A hand suddenly reached past Fei Du to close the door.

Luo Wenzhou had been silently repeating to himself the card a certain person had written out with his own hand to deliver flowers and had prepared a heap of belated settling of accounts. Drawing out his voice, he asked, "President Fei, where are you going right after coming back?"

Fei Du gave a start. Then the hand that had shut the front door uncompromisingly looped around his waist. Luo Wenzhou forced him to turn around. With a false smile, he said, "What are you running for?"

Fei Du saw that he had been exposed and quickly admitted his fault. "I was wrong."

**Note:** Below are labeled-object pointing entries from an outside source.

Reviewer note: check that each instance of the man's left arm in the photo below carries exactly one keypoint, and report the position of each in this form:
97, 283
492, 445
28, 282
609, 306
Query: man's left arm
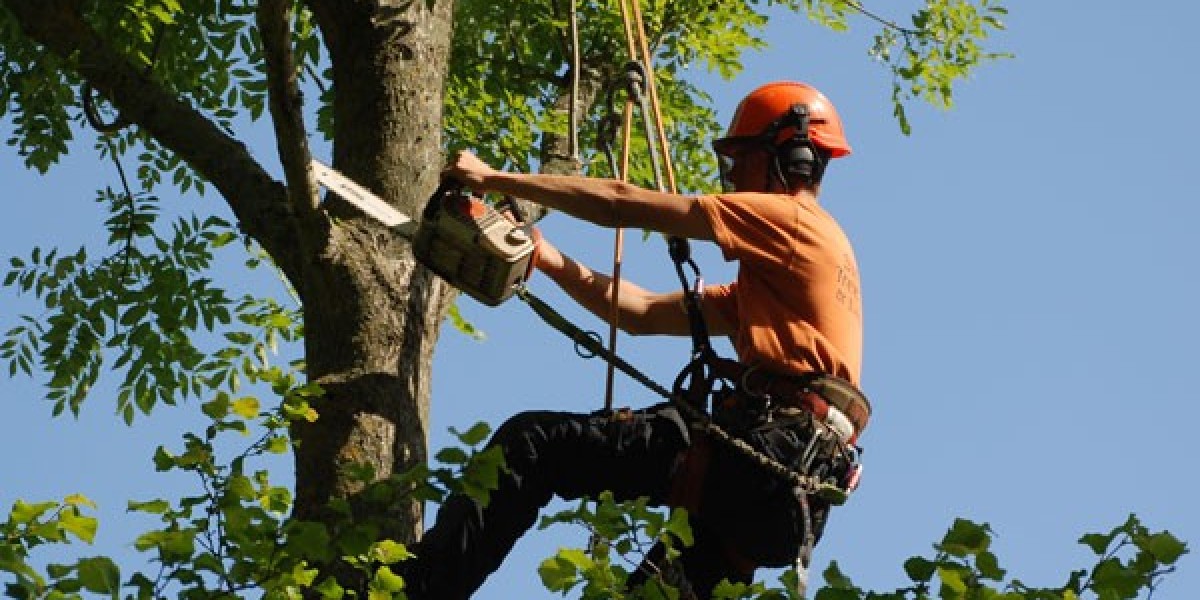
604, 202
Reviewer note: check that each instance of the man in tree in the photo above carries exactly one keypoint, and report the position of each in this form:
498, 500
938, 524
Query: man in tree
793, 315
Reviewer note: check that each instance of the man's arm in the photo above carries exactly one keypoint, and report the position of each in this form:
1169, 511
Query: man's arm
639, 311
604, 202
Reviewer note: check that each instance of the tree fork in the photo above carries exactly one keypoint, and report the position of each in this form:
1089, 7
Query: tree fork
372, 315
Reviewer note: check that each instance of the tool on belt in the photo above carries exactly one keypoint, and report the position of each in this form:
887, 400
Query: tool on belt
460, 237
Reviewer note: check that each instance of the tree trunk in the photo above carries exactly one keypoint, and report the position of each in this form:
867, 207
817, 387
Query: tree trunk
372, 315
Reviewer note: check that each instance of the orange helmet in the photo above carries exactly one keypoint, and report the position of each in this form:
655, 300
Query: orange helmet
765, 108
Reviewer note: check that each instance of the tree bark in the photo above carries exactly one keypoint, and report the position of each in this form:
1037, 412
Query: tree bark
372, 315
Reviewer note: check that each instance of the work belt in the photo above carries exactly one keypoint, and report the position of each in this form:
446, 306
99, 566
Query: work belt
831, 400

Luo Wenzhou said, "Wrong how?"

Fei Du could only make an accurate confession. "The day before yesterday, when you were working the night shift, I played games until three in the morning."

Luo Wenzhou: "…"

Well now, this was an unexpected harvest.

Seeing his expression, Fei Du knew he'd confessed to the wrong thing. He quickly corrected himself. "I drank a couple of mouthfuls of wine yesterday afternoon—a couple of mouthfuls at most, no more."

Luo Wenzhou looked at him, smiling, his gaze as kindly as a butcher circling a lamb for the slaughter, silently assessing where to make the first cut. "What else?"

Fei Du said, "…Last week, I was the one who knocked over your teacup and broke it, not the cat."

Luo Yiguo watched numbly from the side, licking its paw, its figure melancholy.

Luo Wenzhou had an unprecedented awareness that there really were two cats in his house. Luo Yiguo wasn't the only suspect in all misdeeds. According to experience, Fei Du felt that in these circumstances, the best plan was to voluntarily sell his body. Thereupon he firmly held down Luo Wenzhou's hand and drew close to kiss his nose and lips, lowering his voice ambiguously: "I'll make it up to you."

Before Luo Wenzhou could work out how he meant to make it up, Fei Du had invaded his lips and tongue, wandering around inside and out. Luo Wenzhou's fingers suddenly tightened—before withdrawing, Fei Du licked the crack between his lips. "I'll wet your throat for you."

Luo Wenzhou: "…"

This person's skill in courting death was truly professional.

Luo Wenzhou sighed, drew close to Fei Du's ear, and quietly said something. Fei Du's expression altered at once. He turned to run and was held by the waist by Luo Wenzhou. "Didn't you copy it out yourself character by character?"

Fei Du quickly said, "Those ones were all copied, the one I wrote for you was an original!"

For him, the focus was on "an original," but the speaker and the listener were out of alignment; Luo Wenzhou's focus was naturally on the remaining words. He narrowed his eyes. "Those—ones?"

Fei Du: "…"

Luo Yiguo wanted to look on; it eagerly leapt off the shoe cabinet and followed. It was shut out at the door, flattening itself against the door into a cat cake with its hind legs sticking out. It was very unsatisfied, because it felt that the whole blood debt had yet to be settled—for example, Luo Wenzhou's sweater with a hole in it had clearly gotten caught on a zipper on Fei Du's sleeve; it hadn't been clawed up by Luo Yiguo carrying it into its cat bed. Also…

There was a bang in the study, followed by the sound of books falling to the floor. Luo Yiguo pricked up its ears. Its whiskers shivered, and it was scared into clinging to the foot of the wall.

The night was very long, and there were many accounts to settle.